Train simple models and observe differences conceptually.

In [None]:

# Prepare numeric features for modeling
if 'df_processed' not in globals():
    print('Run preprocessing first.')
else:
    num_cols = [c for c in df_processed.columns if c not in ['label','time','source_file','Milliseconds'] and pd.api.types.is_numeric_dtype(df_processed[c])]
    if not num_cols:
        raise ValueError('No numeric features found for modeling')
    print('Numeric columns used for modeling:', num_cols[:12])
    X = df_processed[num_cols].fillna(0).values
    y = df_processed['label'].values
    le = LabelEncoder(); y_enc = le.fit_transform(y)
    X_train, X_test, y_train, y_test = train_test_split(X, y, test_size=0.25, stratify=y, random_state=SEED)
    X_train_s = StandardScaler().fit_transform(X_train)
    X_test_s = StandardScaler().fit_transform(X_test)
    print('Prepared train/test datasets — shapes:', X_train_s.shape, X_test_s.shape)


In [None]:

# KNN
knn = KNeighborsClassifier(n_neighbors=5)
knn.fit(X_train_s, y_train)
knn_pred = knn.predict(X_test_s)
print('KNN accuracy:', accuracy_score(y_test, knn_pred))
print(classification_report(y_test, knn_pred))
ConfusionMatrixDisplay(confusion_matrix(y_test, knn_pred), display_labels=le.classes_).plot(cmap='Blues')
plt.title('KNN Confusion Matrix'); plt.show()


In [None]:

# Logistic Regression (Softmax)
lr = LogisticRegression(max_iter=1000, multi_class='multinomial', solver='saga')
lr.fit(X_train_s, y_train)
lr_pred = lr.predict(X_test_s)
print('Logistic Regression accuracy:', accuracy_score(y_test, lr_pred))
print(classification_report(y_test, lr_pred))
ConfusionMatrixDisplay(confusion_matrix(y_test, lr_pred), display_labels=le.classes_).plot(cmap='Oranges')
plt.title('Logistic Regression Confusion Matrix'); plt.show()


In [None]:

# SVM
svm = SVC(kernel='rbf', C=1, gamma='scale')
svm.fit(X_train_s, y_train)
svm_pred = svm.predict(X_test_s)
print('SVM accuracy:', accuracy_score(y_test, svm_pred))
print(classification_report(y_test, svm_pred))
ConfusionMatrixDisplay(confusion_matrix(y_test, svm_pred), display_labels=le.classes_).plot(cmap='Purples')
plt.title('SVM Confusion Matrix'); plt.show()


In [None]:

# Random Forest
rf = RandomForestClassifier(n_estimators=100, random_state=SEED)
rf.fit(X_train, y_train)
rf_pred = rf.predict(X_test)
print('Random Forest accuracy:', accuracy_score(y_test, rf_pred))
print(classification_report(y_test, rf_pred))
importances = pd.Series(rf.feature_importances_, index=num_cols).sort_values(ascending=False)
plt.figure(figsize=(8,6)); importances[:12].plot(kind='barh'); plt.title('Top feature importances (Random Forest)'); plt.gca().invert_yaxis(); plt.show()


## Optional: small LSTM demo (conceptual)

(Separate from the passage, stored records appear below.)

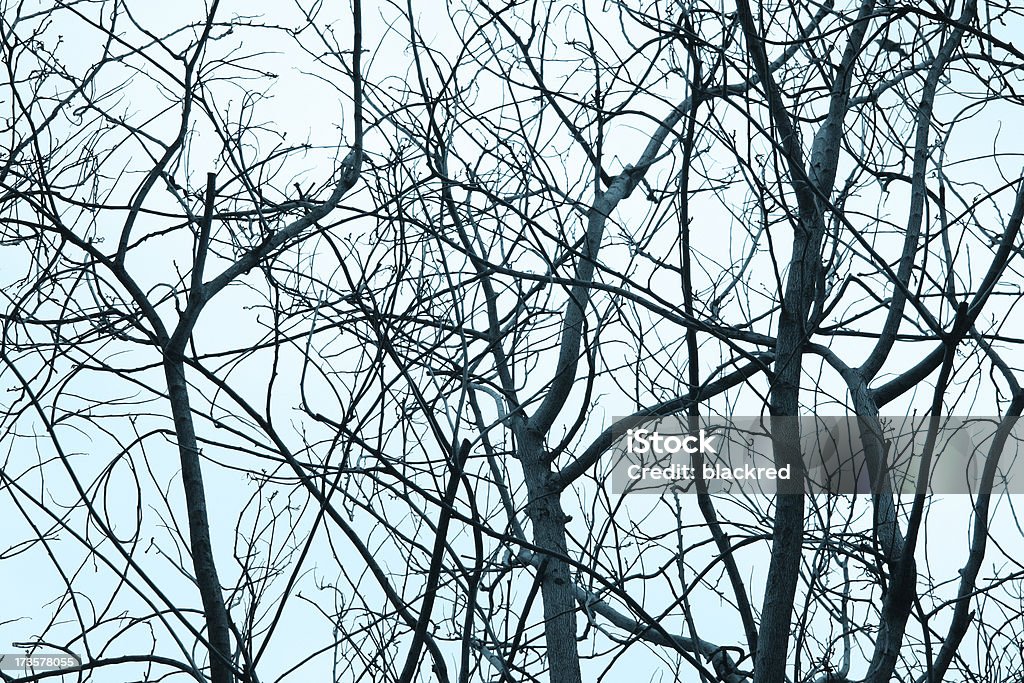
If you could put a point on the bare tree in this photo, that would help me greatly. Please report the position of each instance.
(349, 407)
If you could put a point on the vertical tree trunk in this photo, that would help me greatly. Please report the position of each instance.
(557, 591)
(199, 523)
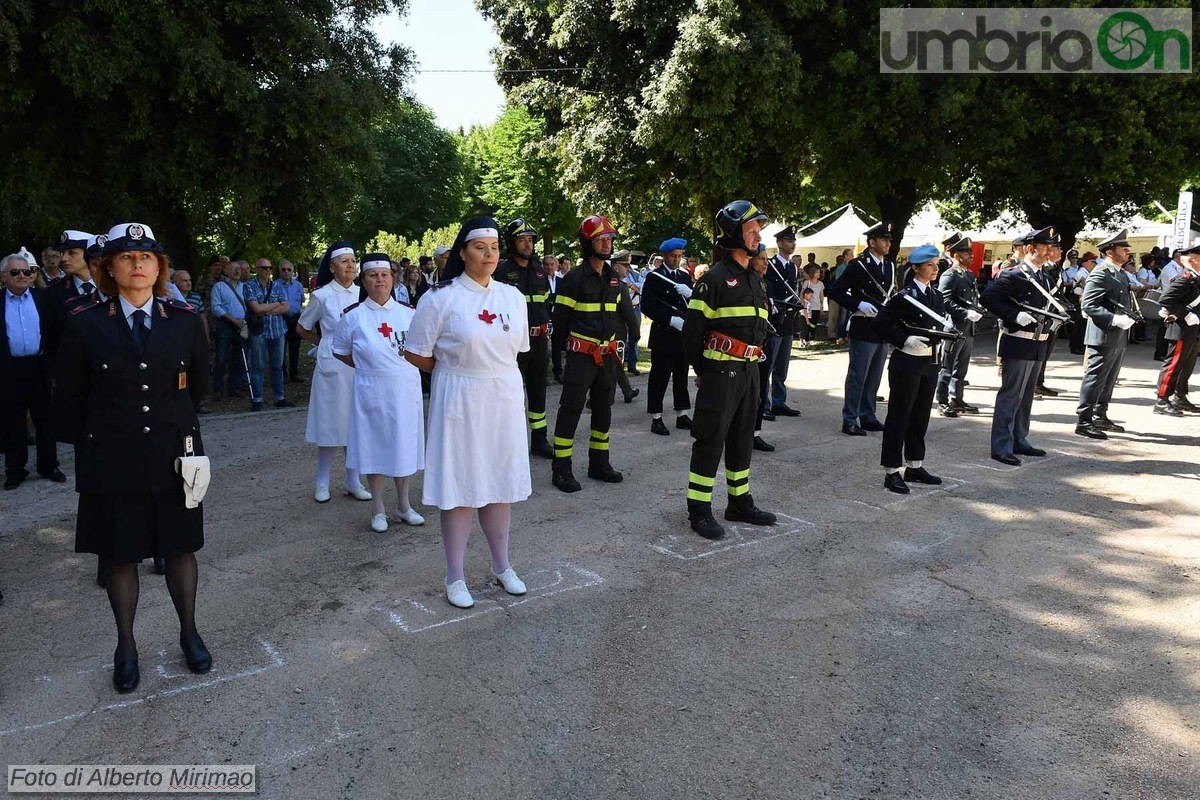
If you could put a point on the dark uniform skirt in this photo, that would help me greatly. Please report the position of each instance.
(133, 527)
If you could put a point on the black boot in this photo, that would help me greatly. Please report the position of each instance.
(600, 469)
(539, 445)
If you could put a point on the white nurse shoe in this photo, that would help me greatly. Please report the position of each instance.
(511, 583)
(459, 596)
(358, 492)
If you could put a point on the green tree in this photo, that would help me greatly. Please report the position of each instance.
(241, 118)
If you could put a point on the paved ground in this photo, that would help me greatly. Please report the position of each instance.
(1020, 632)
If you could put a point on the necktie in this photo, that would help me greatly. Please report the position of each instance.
(141, 332)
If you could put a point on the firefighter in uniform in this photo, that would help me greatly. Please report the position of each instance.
(522, 269)
(586, 313)
(1180, 301)
(665, 294)
(723, 338)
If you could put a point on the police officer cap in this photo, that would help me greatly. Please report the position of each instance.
(1048, 235)
(1119, 240)
(131, 236)
(882, 230)
(71, 239)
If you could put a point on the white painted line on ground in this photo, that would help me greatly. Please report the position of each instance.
(540, 584)
(276, 662)
(694, 547)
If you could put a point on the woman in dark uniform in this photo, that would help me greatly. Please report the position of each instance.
(130, 373)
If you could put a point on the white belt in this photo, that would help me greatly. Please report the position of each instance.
(1027, 335)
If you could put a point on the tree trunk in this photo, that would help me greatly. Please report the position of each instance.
(897, 206)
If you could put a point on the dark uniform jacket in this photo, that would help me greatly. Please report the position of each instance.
(959, 294)
(863, 280)
(1012, 287)
(1105, 295)
(127, 413)
(898, 313)
(1180, 294)
(660, 302)
(730, 299)
(532, 282)
(588, 305)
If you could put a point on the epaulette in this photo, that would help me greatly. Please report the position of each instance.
(79, 307)
(172, 302)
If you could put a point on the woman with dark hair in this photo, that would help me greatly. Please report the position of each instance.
(333, 382)
(129, 374)
(467, 332)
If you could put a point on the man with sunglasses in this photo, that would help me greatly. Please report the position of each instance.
(27, 323)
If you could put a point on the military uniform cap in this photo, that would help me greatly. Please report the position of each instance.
(1117, 240)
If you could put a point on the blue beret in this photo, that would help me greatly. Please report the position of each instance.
(922, 254)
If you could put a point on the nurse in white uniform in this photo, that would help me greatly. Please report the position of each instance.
(467, 331)
(333, 382)
(387, 435)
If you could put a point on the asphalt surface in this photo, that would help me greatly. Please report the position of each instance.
(1018, 632)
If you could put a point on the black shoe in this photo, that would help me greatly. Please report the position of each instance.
(125, 674)
(921, 475)
(1168, 408)
(751, 513)
(1090, 431)
(565, 482)
(604, 473)
(893, 482)
(707, 527)
(540, 446)
(196, 654)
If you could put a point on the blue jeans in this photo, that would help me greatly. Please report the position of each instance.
(261, 349)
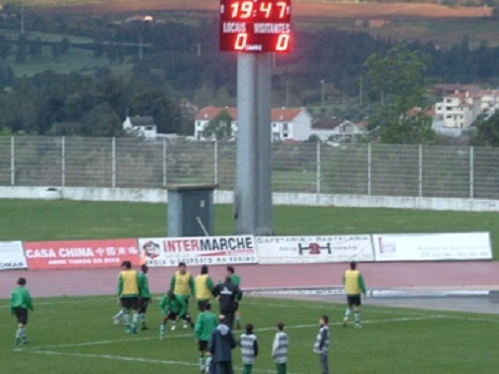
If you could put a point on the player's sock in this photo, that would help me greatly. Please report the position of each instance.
(347, 313)
(208, 362)
(161, 331)
(357, 317)
(202, 363)
(135, 322)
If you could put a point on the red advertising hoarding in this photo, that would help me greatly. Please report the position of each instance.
(81, 254)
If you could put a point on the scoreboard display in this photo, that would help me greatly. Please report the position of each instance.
(255, 25)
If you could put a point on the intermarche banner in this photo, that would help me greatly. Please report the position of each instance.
(314, 249)
(12, 256)
(432, 247)
(210, 250)
(81, 254)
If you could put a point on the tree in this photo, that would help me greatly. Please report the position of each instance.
(397, 79)
(488, 132)
(219, 127)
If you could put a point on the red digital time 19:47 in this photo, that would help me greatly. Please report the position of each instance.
(255, 25)
(256, 10)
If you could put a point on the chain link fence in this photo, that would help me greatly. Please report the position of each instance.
(362, 169)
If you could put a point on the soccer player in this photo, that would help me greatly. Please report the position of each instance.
(227, 294)
(249, 348)
(20, 304)
(221, 344)
(354, 285)
(173, 307)
(182, 284)
(203, 285)
(128, 293)
(280, 349)
(206, 323)
(321, 345)
(235, 279)
(121, 312)
(145, 295)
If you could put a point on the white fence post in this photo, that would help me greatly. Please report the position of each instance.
(215, 150)
(12, 162)
(318, 187)
(369, 171)
(420, 167)
(113, 163)
(472, 192)
(63, 161)
(165, 161)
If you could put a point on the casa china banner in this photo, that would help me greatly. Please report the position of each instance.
(432, 247)
(81, 254)
(314, 249)
(12, 256)
(210, 250)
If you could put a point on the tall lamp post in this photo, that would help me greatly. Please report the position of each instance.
(322, 92)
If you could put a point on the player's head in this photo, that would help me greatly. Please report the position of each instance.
(249, 328)
(181, 267)
(280, 326)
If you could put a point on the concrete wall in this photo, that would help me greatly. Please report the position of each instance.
(226, 197)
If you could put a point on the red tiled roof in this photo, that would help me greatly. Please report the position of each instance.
(326, 124)
(277, 114)
(210, 112)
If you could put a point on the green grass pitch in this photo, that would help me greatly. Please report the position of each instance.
(76, 335)
(32, 220)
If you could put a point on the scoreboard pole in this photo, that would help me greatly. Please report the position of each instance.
(253, 195)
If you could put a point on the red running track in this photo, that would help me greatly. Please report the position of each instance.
(448, 275)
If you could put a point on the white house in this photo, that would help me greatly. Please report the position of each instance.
(286, 123)
(332, 129)
(458, 110)
(141, 126)
(489, 101)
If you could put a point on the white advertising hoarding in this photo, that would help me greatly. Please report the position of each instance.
(12, 256)
(210, 250)
(432, 247)
(314, 249)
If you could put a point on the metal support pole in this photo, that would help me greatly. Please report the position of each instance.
(113, 163)
(420, 166)
(63, 161)
(369, 171)
(472, 172)
(253, 194)
(165, 160)
(12, 161)
(215, 159)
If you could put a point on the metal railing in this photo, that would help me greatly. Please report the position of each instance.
(365, 169)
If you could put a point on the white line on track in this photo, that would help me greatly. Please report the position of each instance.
(134, 359)
(263, 329)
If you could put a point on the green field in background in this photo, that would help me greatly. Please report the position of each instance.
(65, 220)
(75, 335)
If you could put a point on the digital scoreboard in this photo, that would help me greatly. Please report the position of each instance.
(255, 25)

This toy demo reshapes features into short sequences when possible; it's for conceptual understanding only.

In [None]:

# LSTM demo (runs only when reshape is feasible)
n_features = X_train_s.shape[1]
if n_features >= 3 and n_features % 3 == 0:
    timesteps = 3
    step = n_features // timesteps
    X_seq = X_train_s.reshape((X_train_s.shape[0], timesteps, step))
    X_seq_test = X_test_s.reshape((X_test_s.shape[0], timesteps, step))
    y_seq = le.transform(y_train)
    y_seq_test = le.transform(y_test)
    model = Sequential([LSTM(32, input_shape=(timesteps, step)), Dense(len(le.classes_), activation='softmax')])
    model.compile(optimizer='adam', loss='sparse_categorical_crossentropy', metrics=['accuracy'])
    model.fit(X_seq, y_seq, epochs=4, batch_size=32, validation_split=0.1, verbose=2)
    loss, acc = model.evaluate(X_seq_test, y_seq_test, verbose=0)
    print('LSTM demo accuracy:', acc)
else:
    print('Skipping LSTM demo — reshape not suitable for current feature count')



## Experiments & Reflection

Try experiments:
- Simulate pocket tightness by scaling accelerometer channels and re-run models.
- Remove gyroscope features and compare performance.
- Inject noise or drop segments and observe model robustness.
- Use cross-validation across recording sessions to measure generalization.

**Reflection prompts**:
1. Which preprocessing step changed the signals most — and why?  
2. Which model performed best — and can you explain why based on the features?  
3. How would you adapt data collection or model design for a production system?